Volcanoes that had erupted on Mars not only warmed the Red Planet, but eventually produced liquid water on its surface as well. Scientists believe that volcanoes on Mars once might have been active and would have supposedly warmed the planet enough for the liquid water to exist on the Martian surface for a short period of time.
Mars currently has lake beds, dry river channels, and lake basins that give evidence that liquid water must have flown across the surface of the Red Planet. The water flow patterns on Mars suggest water flow on the planet occurred about 3.7 billion years ago, which is also believed to be the same time there was a massive volcanic out-pour. This suggests the water flow and volcanic activity on Mars were connected.
Sulfur dioxide gas, released by volcanoes, may have created conditions warm enough for liquid water to flow during several points in the history of the planet. These eras of warmth each lasted just a few tens of thousands of years before the planet cooled once more.
“These new climate models that predict a cold and ice-covered world have been difficult to reconcile with the abundant evidence that water flowed across the surface to form streams and lakes,”
said James Head, one of the researchers, in a news release.
“This new analysis provides a mechanism for episodic periods of heating and melting of snow and ice that could have each lasted decades to centuries.”

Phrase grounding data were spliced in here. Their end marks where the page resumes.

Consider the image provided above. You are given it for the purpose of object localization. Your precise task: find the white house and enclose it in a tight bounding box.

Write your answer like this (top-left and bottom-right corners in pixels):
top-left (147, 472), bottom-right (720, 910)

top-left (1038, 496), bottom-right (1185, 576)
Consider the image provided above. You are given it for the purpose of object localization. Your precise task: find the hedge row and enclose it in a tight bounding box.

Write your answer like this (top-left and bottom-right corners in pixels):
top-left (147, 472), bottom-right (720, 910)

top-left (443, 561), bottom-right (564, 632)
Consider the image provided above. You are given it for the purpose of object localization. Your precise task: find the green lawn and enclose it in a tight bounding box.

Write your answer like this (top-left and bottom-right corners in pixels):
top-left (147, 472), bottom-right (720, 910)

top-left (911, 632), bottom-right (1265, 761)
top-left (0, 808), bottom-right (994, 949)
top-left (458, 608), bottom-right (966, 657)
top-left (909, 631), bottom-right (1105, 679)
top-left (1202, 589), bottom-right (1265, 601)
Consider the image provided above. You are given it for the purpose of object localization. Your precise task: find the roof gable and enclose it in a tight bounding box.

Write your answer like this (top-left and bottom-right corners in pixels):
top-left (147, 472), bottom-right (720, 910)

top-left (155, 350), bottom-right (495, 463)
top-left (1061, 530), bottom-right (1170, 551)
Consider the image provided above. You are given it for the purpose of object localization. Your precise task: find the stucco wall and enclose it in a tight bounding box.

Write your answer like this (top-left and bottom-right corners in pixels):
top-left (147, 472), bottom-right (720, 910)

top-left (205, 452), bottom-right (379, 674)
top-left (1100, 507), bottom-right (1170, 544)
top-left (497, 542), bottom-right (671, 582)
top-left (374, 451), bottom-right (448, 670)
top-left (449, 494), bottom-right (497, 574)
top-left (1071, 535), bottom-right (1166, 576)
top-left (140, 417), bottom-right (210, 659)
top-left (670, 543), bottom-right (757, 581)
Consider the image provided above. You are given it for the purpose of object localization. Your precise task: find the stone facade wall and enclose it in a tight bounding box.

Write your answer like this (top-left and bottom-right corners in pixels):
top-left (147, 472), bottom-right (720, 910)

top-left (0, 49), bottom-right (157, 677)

In order to test how volcanism might possibly cause warmer temperatures, the researchers created a model. In other words they examined how sulfuric acid might react with widespread dust in the Martian atmosphere. The model revealed that the sulfuric acid particles would have attached to dust particles, which would reduce their ability to reflect the sun’s rays. Meanwhile, sulfur dioxide gas would produce a modest greenhouse effect-just enough to warm the Martian equatorial region.
“The average yearly temperature in the Antarctic Dry Valleys is way below freezing, but peak summer daytime temperatures can exceed the melting point of water, forming transient streams which then refreeze,”
“In a similar manner, we find that volcanism can bring the temperature on early Mars above the melting point for decades to centuries, causing episodic periods of stream and lake formation.”
The findings are published in the journal Nature Geoscience.